Vivir en un espacio chico no tiene por qué ser sinónimo de caos. Con algunos hábitos simples y estratégicos, es posible mantener todo en orden y lograr que tu casa se sienta cómoda y funcional.
Acá van algunas claves para lograrlo sin estrés:
- Apostá a lo multifuncional
Elegí muebles que cumplan más de una función: una cama con cajones, una mesa extensible, un puff que guarde cosas. Aprovechar al máximo cada objeto es fundamental cuando hay poco espacio.
- Usá el espacio vertical
Paredes, puertas y hasta el espacio debajo de las camas son aliados. Estantes, percheros, ganchos o zapateros colgantes te permiten ganar lugar sin ocupar superficie.
- Hacete fan del descarte regular
Cuanto menos tenés, más fácil es mantener el orden. Hacete el hábito de revisar tus cosas cada tanto y donar o tirar lo que ya no usás.
- Segmentá por zonas
Asigná un lugar claro para cada categoría (ropa, papelería, utensilios, etc.). Esto ayuda a ordenar más rápido y evita que los objetos “vuelen” por todos lados.

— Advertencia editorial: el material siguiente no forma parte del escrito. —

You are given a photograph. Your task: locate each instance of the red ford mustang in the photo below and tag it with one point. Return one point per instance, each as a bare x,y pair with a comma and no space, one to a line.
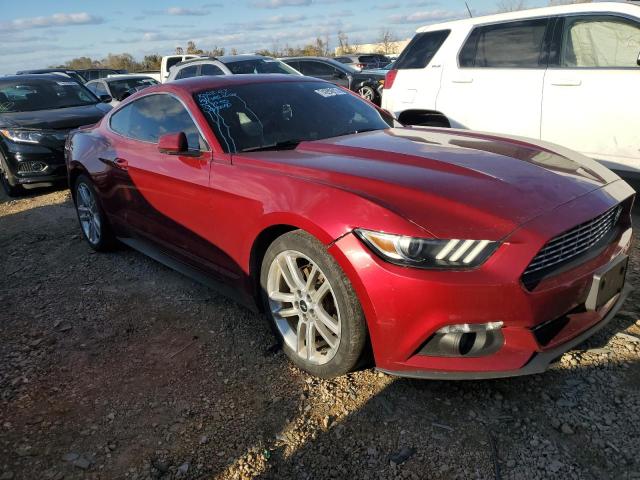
454,254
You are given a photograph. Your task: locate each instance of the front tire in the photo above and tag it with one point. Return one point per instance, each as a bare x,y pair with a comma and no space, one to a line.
312,306
11,189
93,222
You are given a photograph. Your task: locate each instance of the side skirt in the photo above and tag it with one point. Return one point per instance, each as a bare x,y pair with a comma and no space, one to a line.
159,255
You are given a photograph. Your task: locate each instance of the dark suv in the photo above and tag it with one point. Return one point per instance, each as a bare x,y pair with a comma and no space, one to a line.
367,84
365,61
36,114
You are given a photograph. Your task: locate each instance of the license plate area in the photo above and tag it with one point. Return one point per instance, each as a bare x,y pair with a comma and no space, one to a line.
607,283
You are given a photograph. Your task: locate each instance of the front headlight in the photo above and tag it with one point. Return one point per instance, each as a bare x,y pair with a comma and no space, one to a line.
23,136
428,253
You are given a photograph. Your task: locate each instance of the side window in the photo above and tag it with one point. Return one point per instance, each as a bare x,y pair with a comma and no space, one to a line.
208,69
317,69
187,72
295,64
506,45
152,116
92,87
421,50
600,42
101,89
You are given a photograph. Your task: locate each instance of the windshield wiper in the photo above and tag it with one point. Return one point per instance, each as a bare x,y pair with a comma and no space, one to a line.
285,145
364,130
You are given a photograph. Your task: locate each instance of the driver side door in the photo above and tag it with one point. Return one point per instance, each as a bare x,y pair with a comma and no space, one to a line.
162,199
591,95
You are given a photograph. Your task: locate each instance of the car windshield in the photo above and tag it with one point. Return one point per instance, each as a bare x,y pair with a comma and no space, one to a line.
26,95
260,65
120,87
278,116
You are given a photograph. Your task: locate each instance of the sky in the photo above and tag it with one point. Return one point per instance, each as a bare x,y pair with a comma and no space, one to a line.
40,33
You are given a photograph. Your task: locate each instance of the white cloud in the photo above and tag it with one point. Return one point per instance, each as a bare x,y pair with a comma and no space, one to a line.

- Optimizá cajones y placares con organizadores
Separadores, cajas etiquetadas o bolsas al vacío te ayudan a tener todo a la vista y evitar el desorden por acumulación.
- Creá rutinas cortas de orden
Dedicar diez minutos por día a acomodar lo que se desordenó es mucho más efectivo que dejar todo para el fin de semana.
- Elegí lo que te da paz visual
En espacios chicos, lo visual importa. Evitá sobrecargar con adornos, usá colores claros y priorizá una decoración simple y funcional.